The city said the demolition and improvements along the stream between the dam’s location and Lane Avenue will cost $5.5 million. About $3.6 million in state money will help pay for the project. Columbus advertised for bids last week.

The city wants to begin work in August. If it can’t, it might wait until next year.

The dam is on a 2-mile stretch of the Olentangy between Dodridge Avenue and where it joins with the Scioto River.

The 8-foot-high, 470-foot-wide dam is one of six low-head dams along the Olentangy in Franklin County. It was built in 1935 to provide water to cool Ohio State’s old power plant.

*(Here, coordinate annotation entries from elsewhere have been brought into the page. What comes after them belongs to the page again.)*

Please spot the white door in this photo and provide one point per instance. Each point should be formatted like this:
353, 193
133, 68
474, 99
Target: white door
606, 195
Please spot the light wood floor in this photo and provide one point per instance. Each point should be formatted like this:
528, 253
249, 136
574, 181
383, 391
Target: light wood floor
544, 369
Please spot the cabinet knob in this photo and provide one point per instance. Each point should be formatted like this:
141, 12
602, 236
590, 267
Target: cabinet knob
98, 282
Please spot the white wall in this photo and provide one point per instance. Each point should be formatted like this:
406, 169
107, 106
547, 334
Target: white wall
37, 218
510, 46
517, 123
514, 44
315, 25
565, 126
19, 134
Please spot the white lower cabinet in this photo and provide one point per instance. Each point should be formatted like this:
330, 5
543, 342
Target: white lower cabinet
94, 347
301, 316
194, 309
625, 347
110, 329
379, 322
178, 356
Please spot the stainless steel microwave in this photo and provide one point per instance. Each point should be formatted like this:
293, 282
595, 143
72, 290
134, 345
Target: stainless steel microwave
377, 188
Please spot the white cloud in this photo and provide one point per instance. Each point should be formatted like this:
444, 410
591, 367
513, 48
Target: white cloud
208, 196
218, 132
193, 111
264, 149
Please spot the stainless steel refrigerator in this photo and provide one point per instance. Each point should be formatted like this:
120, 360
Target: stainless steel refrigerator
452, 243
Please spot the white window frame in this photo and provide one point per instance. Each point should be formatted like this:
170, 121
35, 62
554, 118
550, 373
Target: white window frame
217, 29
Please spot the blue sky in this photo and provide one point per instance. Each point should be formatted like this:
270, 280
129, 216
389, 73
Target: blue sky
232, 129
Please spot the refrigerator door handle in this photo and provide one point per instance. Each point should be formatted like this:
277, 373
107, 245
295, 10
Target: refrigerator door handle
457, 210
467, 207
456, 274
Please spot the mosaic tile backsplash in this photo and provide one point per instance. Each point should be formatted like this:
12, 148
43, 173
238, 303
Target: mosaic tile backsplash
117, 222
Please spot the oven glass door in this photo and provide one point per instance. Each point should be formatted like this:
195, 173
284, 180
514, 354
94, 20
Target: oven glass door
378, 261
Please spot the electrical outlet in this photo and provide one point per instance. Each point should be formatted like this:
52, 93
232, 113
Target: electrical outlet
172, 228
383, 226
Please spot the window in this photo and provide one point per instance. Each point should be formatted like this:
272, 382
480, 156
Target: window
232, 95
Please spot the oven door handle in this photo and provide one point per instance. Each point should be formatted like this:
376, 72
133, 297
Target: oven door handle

But low-head dams are dangerous. The roiling waters at their base have been described as a “ drowning machine,’’ because people become trapped in the hydraulic pull.

In June 2008, Christian Hallam died when his inner tube raft went over the dam.

That year, OSU scientists, engineers and researchers wrote that the dam’s removal would create a meandering, shallower and narrower stream that would improve water quality and lead to a more-diverse population of fish and invertebrates.

OSU officials are comfortable that removing the dam and changing the water level and flood plain won’t pose a significant risk to the structural integrity of Ohio Stadium, the Drake Union or the university’s Wexner Medical Center, said planning director Laura Shinn.

The university plans to remove the berm along the river between John H. Herrick Drive and King Avenue as part of its Cannon Drive relocation project, she said.

Ohio State would landscape the area along the river and create a park after officials see where the water goes, she said.

“It’s not going to be beautiful for the first couple of seasons,” Shinn said.

The maximum width of the river behind the dam will be reduced from 520 feet to 210 feet, said George Zonders, the city’s public utilities spokesman.

The Friends of the Lower Olentangy Watershed supports the dam removal.

“What they did back in the 1930s by building an impoundment dam is make a lake where a stream should be,” said Laura Fay, the group’s chairwoman.